Should we be concerned about MRP estimates being used in later analyses? Maybe. I recommend checking using fake-data simulation.

Someone sent in a question (see below). I asked if I could post the question and my reply on blog, and the person responded:

Absolutely, but please withhold my name because this is becoming a touchy issue within my department.

The boldface was in the original.

I get this a lot. There seems to be a lot of fear out there when it comes to questioning established procedures.

Anyway, here’s the question that the person sent in:

CDC has recently been using your multilevel estimation with post-stratification method to produce county, city, and census tract-level disease prevalence estimates (see https://www.cdc.gov/500cities/). The data source is the annual phone-based Behavioral Risk Factor Surveillance System (n=450k). CDC is not transparent about covariates included in the models used to construct the estimates, but as I understand it they are mostly driven by national individual-level associations between sociodemographic factors and disease prevalence. Presumably, the random effects would not influence a unit’s estimated prevalence much if the sample size from that unit is small (as is true for most cities/counties, and for many census tracts the sample size is zero). I am wondering if you are as troubled as I am by how these estimates are being used. First, websites like County Health Rankings and City Health Dashboard are providing these estimates to the public without any disclaimer that these are not actually random samples of cities/counties/tracts and may not reflect reality. Second, and more problematically, researchers are starting to conduct ecologic studies that analyze the association, for example, between census tract socioeconomic composition and obesity prevalence (It seems quite likely that the study is actually just identifying the individual-level association between income and obesity used to produce the estimates). I’ve now become involved in a couple of projects that are trying to analyze these estimates so it seems as though their use will increase over time. The only disclaimer that CDC provides is that the estimates shouldn’t be used to evaluate policy. Are you more confident about the use of these estimates than I am? I am also wondering if CDC should be more explicit in disclosing their limitations to prevent misuse.

My reply:

Wow, N = 450K. That’s quite a survey. (I know my correspondent called it “n,” but when it’s this big, I think the capital letter is warranted.) And here’s the page where they mention Mister P! And they have a web interface.

I’m not quite sure why you say the website provides the estimate “without any disclaimer.” Here’s one of the displays:

It’s not the prettiest graph in the world—I’ll grant you that—but it’s clearly labeled “Model-based estimates” right at the top.

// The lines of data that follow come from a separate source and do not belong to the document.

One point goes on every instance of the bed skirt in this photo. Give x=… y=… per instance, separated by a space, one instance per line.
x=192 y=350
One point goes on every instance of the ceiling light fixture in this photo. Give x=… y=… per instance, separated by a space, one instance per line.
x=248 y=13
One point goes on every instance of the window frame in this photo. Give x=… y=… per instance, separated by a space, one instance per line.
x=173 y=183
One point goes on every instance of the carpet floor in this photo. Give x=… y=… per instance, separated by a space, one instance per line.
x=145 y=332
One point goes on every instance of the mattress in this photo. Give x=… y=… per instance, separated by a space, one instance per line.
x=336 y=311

I agree with you, though, in your concern that if these model-based estimates are being used in later analyses, there’s a risk of reification, in which county or city-level predictors that are used in the model can look automatically like good predictors of the outcomes. I’d guess this would be more of a concern with rare conditions than with something like coronary heart disease where the sample size will be (unfortunately) so large.

The right thing to do next, I think, is some fake-data simulation to see how much this should be a concern. CDC has already done some checking (from their methodology page, “CDC’s internal and external validation studies confirm the strong consistency between MRP model-based SAEs and direct BRFSS survey estimates at both state and county levels.”) and I guess you could do more.

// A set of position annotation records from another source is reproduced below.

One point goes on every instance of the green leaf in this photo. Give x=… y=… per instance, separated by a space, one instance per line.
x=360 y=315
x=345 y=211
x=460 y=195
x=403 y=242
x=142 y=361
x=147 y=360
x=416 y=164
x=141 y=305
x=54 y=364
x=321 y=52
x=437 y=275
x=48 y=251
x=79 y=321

Overall, I’m positively inclined toward these MRP estimates because I’d guess it’s much better than the alternatives such as raw or weighted local averages or some sort of postprocessed analysis of weighted averages. I think those approaches would have lots more problems.

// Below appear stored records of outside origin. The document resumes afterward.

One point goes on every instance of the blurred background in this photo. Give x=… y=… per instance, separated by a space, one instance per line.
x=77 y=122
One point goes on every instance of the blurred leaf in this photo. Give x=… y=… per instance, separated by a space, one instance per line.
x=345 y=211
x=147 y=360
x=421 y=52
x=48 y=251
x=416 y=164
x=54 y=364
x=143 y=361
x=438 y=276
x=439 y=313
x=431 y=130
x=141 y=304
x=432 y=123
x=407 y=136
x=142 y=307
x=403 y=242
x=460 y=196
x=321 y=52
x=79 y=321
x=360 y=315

In any case, it’s cool to see my method being used by people who’ve never met me! Mister P is all grown up.

P.S. My correspondent provides further background:

The CDC generates prevalence estimates for various diseases at the county level (or smaller) by applying MRP to the national Behavioral Risk Factor Surveillance System. Unlike for other diseases, they’ve documented their methods for diabetes. Their model defines 12 population strata per county (2 races x 2 genders x 3 age groups) and incorporates random effects for stratum, county, and state. There are no other variables at any level in the model. A number of papers use the MRP-derived data to estimate associations between, for example, PM2.5 and diabetes prevalence. Do you think this is a valid approach? Would it be valid if all of the MRP covariates are included in the model?

My response:

  1. Regarding the MRP model, it is what it is. Including more demographic factors is better, but adjusting for these 12 cells per county is better than not adjusting, I’d think. One thing I do recommend is to use group-level predictors. In this case, the group is county, and lots of county-level predictors will be available that will be relevant for predicting health outcomes.

  2. Regarding the postprocessing using the MRP estimates: Sure, it should be better to fold the two models together, but the two-stage approach (first use MRP to estimate prevalences, then fit another model) could work ok too, with some loss of efficiency. Again, I’d recommend using fake-data simulation to estimate the statistical properties of this approach for the problem at hand.